Al Stewart & Newcastle

Sunday, 31 May 2009

We’ve had a run of rock concerts for some of our favourite – ageing I must admit – rock stars. In late January we saw Leonard Cohen perform in an open-air concert at a winery outside Melbourne. All the reviews all round the world have been saying how good he is – and 74 years old – and the one we caught was superb. A week later we saw Neil Young play in another outdoor concert in Melbourne, terrific concert although I’m afraid he’s never going to match the time I saw him perform at the Bercy in Paris back in 1996.

Leonard Cohen in Melbourne

Leonard Cohen on stage just outside Melbourne

Then in mid-April in London we saw Van Morrison perform his classic Astral Weeks album live at the Albert Hall. ‘Who else would we like to catch this year?’ I asked Maureen.

‘Al Stewart,’ she replied. Al Stewart may not be as well known as those other three although Year of the Cat was a big hit for him in back in 1976. We’ve always loved his music-and-history connections and, sure enough, the morning after we got back from Los Angeles (click here for my LA drive in an electric Tesla) we discovered he was playing in Newcastle-upon-Tyne that night. So off we went on the train.

Newcastle & the Tyne

A lot of Newcastle in one shot, beneath the Tyne Bridge (a miniature Sydney Harbour Bridge from the same time and off pretty much the same drawing board) you can see  the pedestrian Millenium Bridge, the Baltic Centre and The Sage concert hall, where we saw Al Stewart perform.

York MinsterApart from a terrific concert we also had a look around Newcastle and on our way back to London spent a day in York, principally to see the city’s amazing medieval ‘Minster,’ the largest medieval cathedral in England.

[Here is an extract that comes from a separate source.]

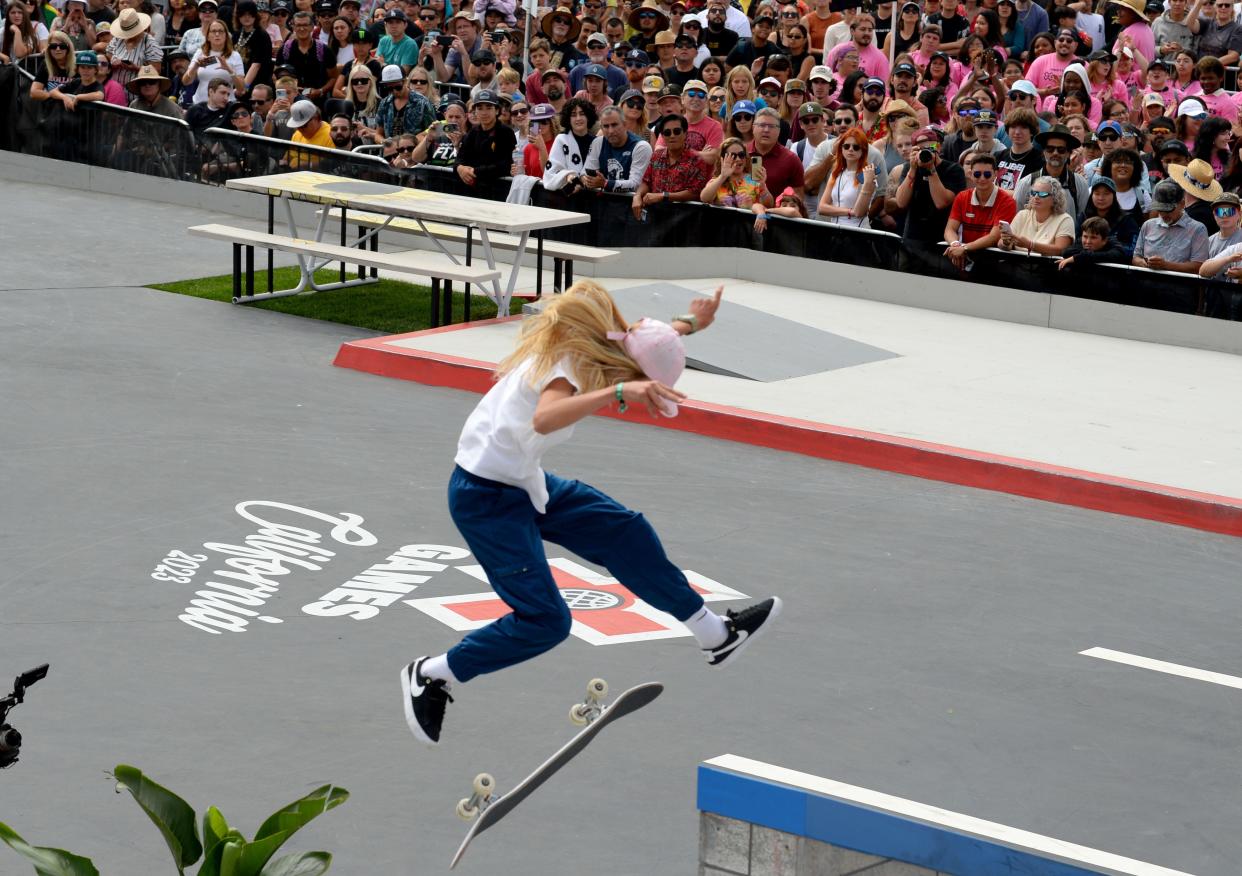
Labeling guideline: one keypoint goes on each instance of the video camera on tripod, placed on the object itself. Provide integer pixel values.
(10, 739)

For more on York and Newcastle check Lonely Planet’s England guidebook.

Bits of history we imbibed from Al Stewart’s performance (he’s terrific at talk-between-the-songs):

• That mysterious bulge in the border of Jordan is ‘Churchill’s hiccup,’ when the borders of the country were being drawn at Versailles after WW I – from the song A League of Notions.
• Who else would do a song about Charles the 12th of Sweden, his disastrous attack on Russia and defeat by Peter the Great (‘he wasn’t called “the Great” for nothing’) – from the never released The Coldest Winter in Memory.


• And who else could turn the ‘front porch presidential campaign’ of William McKinley into a love song – Like William McKinley from his new album Sparks of Ancient Light.